Today, after a ten year wait from first discovering the visual potential of the location, I finally made it to the ghost town and I was blown away.
There, in front of the ice cap, was a bust of Lenin and accommodation for 2000 miners, all in pristine condition. There is one Soviet sign in the main square presumably a gentle reminder to the workers that there were often polar bears working the area.
The whole experience is eerie and surreal. Save for the odd caretaker, it is a Russian lego town at 78 degrees north, with no mammals overnighting other than polar bears. Pyramiden is not an easy place to get to, but it was so worth it. The vista was paralysing and intoxicating as one. Wow – just wow!
"79.5 degrees not now and the big footprints in the ice augur well. I just hope we find one. Either way, what a privilege it is just to see this."
This is the first time in my life I have been paid to be on a ship – a rather unlikely turn of events for all that know me. However, I guess rather this route to the revenue line than being a staff photographer on a booze cruise off Cancun. Should that day ever come, I doubt these newsletters will be continuing.
This is a proper adventure – 25 people have been thrown together in a “Noah’s Ark” of nationalities. The ice worthy boat is from Gothenburg, Sweden, the crew is also Swedish and the two guides are Dutch. That is a good start for me, given the great number of contacts I have in both countries. We have a great gallery in Holland and work with the fabulous Fotografiska Museum in Stockholm. Hasselblad, the iconic Swedish camera brand, have kindly lent me some
equipment to test on the trip and are also from Gothenburg. The passengers are global – one from the Philippines, three Aussies, three Americans, an Israeli and then three Brits and all come with good Nikon and Canon camera equipment with one shared goal – to photograph polar bears. My job is to help, as and when I can.
It’s rather akin to a reality TV show where strangers are brought together in a confined space and asked to build immediate friendships. If I suffer from cabin fever or if I am awkward with strangers, I will surely find out in the next 10 days. There is no escape from this vessel.
The sun never sets at this time of year which means we have 240 hours of daylight to search
for polar bears and then hopefully get as close to them as possible without taking any irresponsible risks. Sleep will be taken as and when – there is no real sense of night and day up here in mid-summer.
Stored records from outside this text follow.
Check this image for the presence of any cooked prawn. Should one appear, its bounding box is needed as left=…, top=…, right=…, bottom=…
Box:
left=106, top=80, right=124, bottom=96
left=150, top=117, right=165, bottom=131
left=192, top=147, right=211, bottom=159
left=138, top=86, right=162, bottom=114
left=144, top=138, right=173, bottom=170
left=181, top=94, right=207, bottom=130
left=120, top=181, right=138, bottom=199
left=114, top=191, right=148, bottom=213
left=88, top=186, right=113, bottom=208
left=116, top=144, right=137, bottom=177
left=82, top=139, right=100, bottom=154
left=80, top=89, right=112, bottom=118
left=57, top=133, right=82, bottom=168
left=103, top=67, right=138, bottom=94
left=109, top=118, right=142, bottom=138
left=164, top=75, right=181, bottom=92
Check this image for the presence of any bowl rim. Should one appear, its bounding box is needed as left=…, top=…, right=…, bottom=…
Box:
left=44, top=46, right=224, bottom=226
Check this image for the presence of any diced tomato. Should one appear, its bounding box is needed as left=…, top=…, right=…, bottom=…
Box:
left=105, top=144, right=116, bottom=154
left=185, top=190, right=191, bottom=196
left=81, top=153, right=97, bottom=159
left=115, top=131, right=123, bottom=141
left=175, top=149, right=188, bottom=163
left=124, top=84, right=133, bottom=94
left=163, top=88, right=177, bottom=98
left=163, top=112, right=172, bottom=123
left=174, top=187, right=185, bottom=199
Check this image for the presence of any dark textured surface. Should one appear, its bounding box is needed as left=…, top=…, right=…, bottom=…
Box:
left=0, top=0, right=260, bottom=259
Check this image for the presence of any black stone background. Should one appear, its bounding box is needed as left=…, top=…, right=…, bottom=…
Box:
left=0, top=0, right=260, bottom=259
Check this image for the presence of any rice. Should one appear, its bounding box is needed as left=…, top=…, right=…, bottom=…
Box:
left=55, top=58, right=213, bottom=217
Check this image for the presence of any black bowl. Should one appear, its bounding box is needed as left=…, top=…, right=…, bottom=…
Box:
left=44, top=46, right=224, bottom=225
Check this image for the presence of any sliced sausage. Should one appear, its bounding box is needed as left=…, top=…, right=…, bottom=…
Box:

During my talk at the first dinner on board, it was important for me to manage expectations. There is a chance we are unlucky with nature and we could spend all 240 hours looking at icebergs, ice caps, and glaciers – but no polar bears. Should this happen, it will be no one’s fault – the Swedes, the Dutch and the single Scot cannot be responsible for polar bear movements. It is the random walk of nature and if we are ultimately unsuccessful, there are worse ways to spend 10 days – the scenery here is truly sensational.
"We have binoculars that can identify bears two miles away, zodiac boats and most important of all, enough whiskey to destabilise a walrus..."
But what we do have on the boat is years of experience and should nature play ball, we will do our very best to impose ourselves on the situation. We have binoculars that can identify bears two miles away, zodiac boats and, most importantly of all, enough whisky to destabilise a walrus – in fact a walrus colony.
There is more sea ice and fast ice around Svalbard than there has been for many years – and our prescribed passage north and then east is blocked. Global warming is for real, but not necessarily year
on year. The exploration season is a month late up here after an abnormally severe winter and this is welcome news,
as with fast ice comes bears and the daily ice reports are highly encouraging.
I hope next month’s report will contain at least one cracking image from here. As always that is the goal – just one or two great shots – not a portfolio with a tail. I can’t do any worse up here than I have in the past.